В два весла пошли быстрее. Отлегло от души. Фома сам не знал, что это было: в самом деле предложение руки и сердца или просто психотерапия?

Главное, помогло.

А кроме того, это имело бы значение на Земле, а не на Плоскости.


Медленные изменения остаются незаметными. Но если кто-нибудь мог взглянуть со стороны на челнок в первый, а затем в последний день плавания, он сразу заметил бы, насколько выше теперь сидит в воде самодельная посудина. Фома основательно раскулачил монахов, но, увы, любая лодка устроена так, что может свезти лишь столько груза, сколько может. Лодка не человек, ее не заставишь работать «через не могу».

Припасы подходили к концу. Челнок освобождался от груза.

Еще в первые дни были съедены лепешки. Потом приходилось высаживаться на берег, чтобы приготовить еду на скудном запасе дров и еще более скудных остатках сухого горючего. Потом кончилось и топливо. Болтушка из муки, разведенной забортной водой, напоминала клейстер и плохо утоляла голод. Как назло, на суше стали часто попадаться многоножки, но что с ними делать без огня? Пробовали ловить рыбу, но рыба не давалась. Фома клял себя за то, что не догадался отнять у монахов невод. Его попытка жевать «съедобные» водоросли закончилась отравлением. Целый день после этого он не мог грести и каждые четверть часа просил причалить к берегу.

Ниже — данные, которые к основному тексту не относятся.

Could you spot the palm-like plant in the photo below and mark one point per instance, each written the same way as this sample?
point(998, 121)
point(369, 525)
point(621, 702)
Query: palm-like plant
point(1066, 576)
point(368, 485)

Похоже, река не имела ни конца, ни края. А о меандрах она ничего не знала за ненадобностью. Зачем петлять, когда можно течь прямо!

Округлые дюны. Длинные полумесяцы барханов. Каменистые проплешины. Иногда вдали удавалось заметить цепочку скал. Несколько раз, оставив Оксану у реки, Фома уходил взглянуть на местность с той или иной возвышенности. Возвращаясь ни с чем, выглядел бодрым: ничего, мол, повезет в следующий раз.

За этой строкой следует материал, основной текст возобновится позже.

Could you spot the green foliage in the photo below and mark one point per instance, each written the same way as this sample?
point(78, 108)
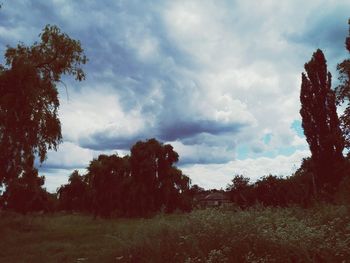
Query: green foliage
point(343, 92)
point(320, 122)
point(320, 234)
point(142, 184)
point(29, 123)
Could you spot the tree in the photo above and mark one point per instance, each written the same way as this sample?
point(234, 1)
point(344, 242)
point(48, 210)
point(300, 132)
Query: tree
point(320, 120)
point(343, 92)
point(108, 180)
point(156, 182)
point(29, 124)
point(74, 195)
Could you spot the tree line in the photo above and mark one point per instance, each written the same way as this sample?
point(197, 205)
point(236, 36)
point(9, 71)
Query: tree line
point(147, 181)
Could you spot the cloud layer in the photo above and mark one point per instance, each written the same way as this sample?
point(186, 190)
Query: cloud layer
point(219, 81)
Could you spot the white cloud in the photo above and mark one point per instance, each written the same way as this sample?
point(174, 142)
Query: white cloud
point(219, 175)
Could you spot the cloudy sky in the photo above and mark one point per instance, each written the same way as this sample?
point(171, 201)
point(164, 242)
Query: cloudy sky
point(218, 80)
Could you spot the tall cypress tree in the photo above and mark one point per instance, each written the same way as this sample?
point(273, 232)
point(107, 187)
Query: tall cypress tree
point(320, 120)
point(343, 92)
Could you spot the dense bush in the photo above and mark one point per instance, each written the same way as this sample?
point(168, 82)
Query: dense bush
point(318, 234)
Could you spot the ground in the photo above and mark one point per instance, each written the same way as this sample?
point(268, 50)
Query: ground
point(319, 234)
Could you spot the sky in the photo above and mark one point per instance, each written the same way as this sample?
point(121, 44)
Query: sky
point(218, 80)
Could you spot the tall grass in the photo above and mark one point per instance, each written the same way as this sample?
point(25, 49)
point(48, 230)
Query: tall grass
point(320, 234)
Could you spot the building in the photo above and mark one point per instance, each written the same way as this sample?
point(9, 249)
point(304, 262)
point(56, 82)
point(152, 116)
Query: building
point(215, 199)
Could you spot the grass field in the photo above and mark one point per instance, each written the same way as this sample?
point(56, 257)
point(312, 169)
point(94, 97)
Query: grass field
point(320, 234)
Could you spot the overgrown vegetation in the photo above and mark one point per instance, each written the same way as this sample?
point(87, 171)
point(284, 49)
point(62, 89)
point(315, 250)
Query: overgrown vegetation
point(320, 234)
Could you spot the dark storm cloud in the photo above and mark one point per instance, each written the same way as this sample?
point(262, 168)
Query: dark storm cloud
point(186, 129)
point(101, 141)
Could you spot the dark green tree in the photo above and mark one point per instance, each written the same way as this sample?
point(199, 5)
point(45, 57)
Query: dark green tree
point(74, 196)
point(320, 121)
point(343, 92)
point(156, 182)
point(29, 124)
point(108, 180)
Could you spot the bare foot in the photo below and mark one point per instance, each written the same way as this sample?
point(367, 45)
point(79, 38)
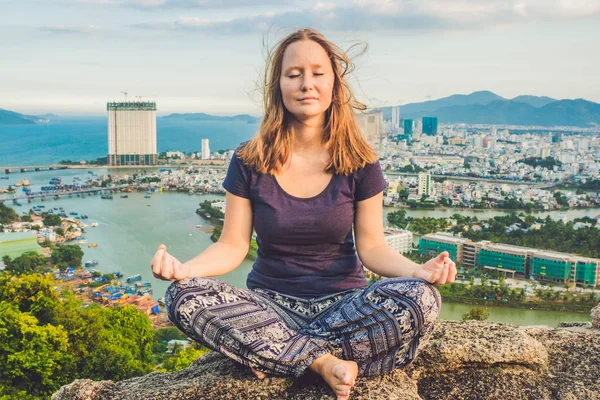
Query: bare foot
point(340, 375)
point(259, 375)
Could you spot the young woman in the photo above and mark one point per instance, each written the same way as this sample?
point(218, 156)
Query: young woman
point(312, 188)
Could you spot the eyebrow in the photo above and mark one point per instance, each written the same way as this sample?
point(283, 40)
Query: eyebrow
point(300, 68)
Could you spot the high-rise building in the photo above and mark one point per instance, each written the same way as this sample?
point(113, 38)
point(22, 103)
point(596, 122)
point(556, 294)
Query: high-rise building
point(131, 133)
point(408, 127)
point(425, 184)
point(556, 137)
point(396, 117)
point(205, 150)
point(372, 128)
point(430, 126)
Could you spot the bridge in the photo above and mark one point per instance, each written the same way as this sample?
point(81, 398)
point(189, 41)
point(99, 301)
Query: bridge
point(10, 170)
point(53, 193)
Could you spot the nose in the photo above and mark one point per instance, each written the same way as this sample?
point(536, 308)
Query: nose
point(307, 83)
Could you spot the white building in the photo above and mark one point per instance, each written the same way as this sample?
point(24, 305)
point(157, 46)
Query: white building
point(132, 133)
point(48, 234)
point(425, 184)
point(398, 239)
point(205, 150)
point(395, 117)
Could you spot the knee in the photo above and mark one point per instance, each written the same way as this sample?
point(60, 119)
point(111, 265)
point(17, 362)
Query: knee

Ни одного оазиса. Редко-редко – метелки жесткой травы или несколько корявых безлистных кустов, не годных даже на топливо.

И бесконечная лента реки.

От скуки в голову лезли разные мысли. Быть может, это не прямой поток воды, а кольцевой с огромным радиусом, отчего не заметен плавный поворот? Компас показывал, что река по-прежнему течет на север. Стоит ли здесь верить компасу?

Были мысли и похуже: а что, если это река Времени? Допустим, десять километров – один год. Почему это, хотелось бы знать, последний человек попал к тем сектантам из Блаженной Пустыни полвека назад?

Тут обнаруживалась логическая нестыковка из самых простеньких, и Фома понимал, что он просто бестолочь. Мозги надо подкармливать, а чем? Мучной болтушкой? Кроме того, он просто устал…

«Дурак ты, – сказал он себе, – и мысли у тебя дурацкие. Реликтовые. Феодальные».

А что, феодал и есть. И вовсе не бывший, а просто без феода. Рыцарь, странствующий в обществе прекрасной дамы. Дракона только нет.

По правде говоря, и не надо.

Теперь на берег высаживались только по нужде да еще размять ноги. Плыли и «ночью». Рюкзаки отощали, и в челноке появилось место, чтобы спать по очереди. Обычно Фома брал себе первую половину ночи и усиленно греб, чтобы не клевать носом.

Во время его вахты все и случилось.

Сначала ухо уловило далекий монотонный шум. Течение реки как будто ускорилось. Показалось или нет?

Шум усиливался. Теперь Фома назвал бы его гулом. Быть может, впереди бесится вода? Что там – пороги? Водопад?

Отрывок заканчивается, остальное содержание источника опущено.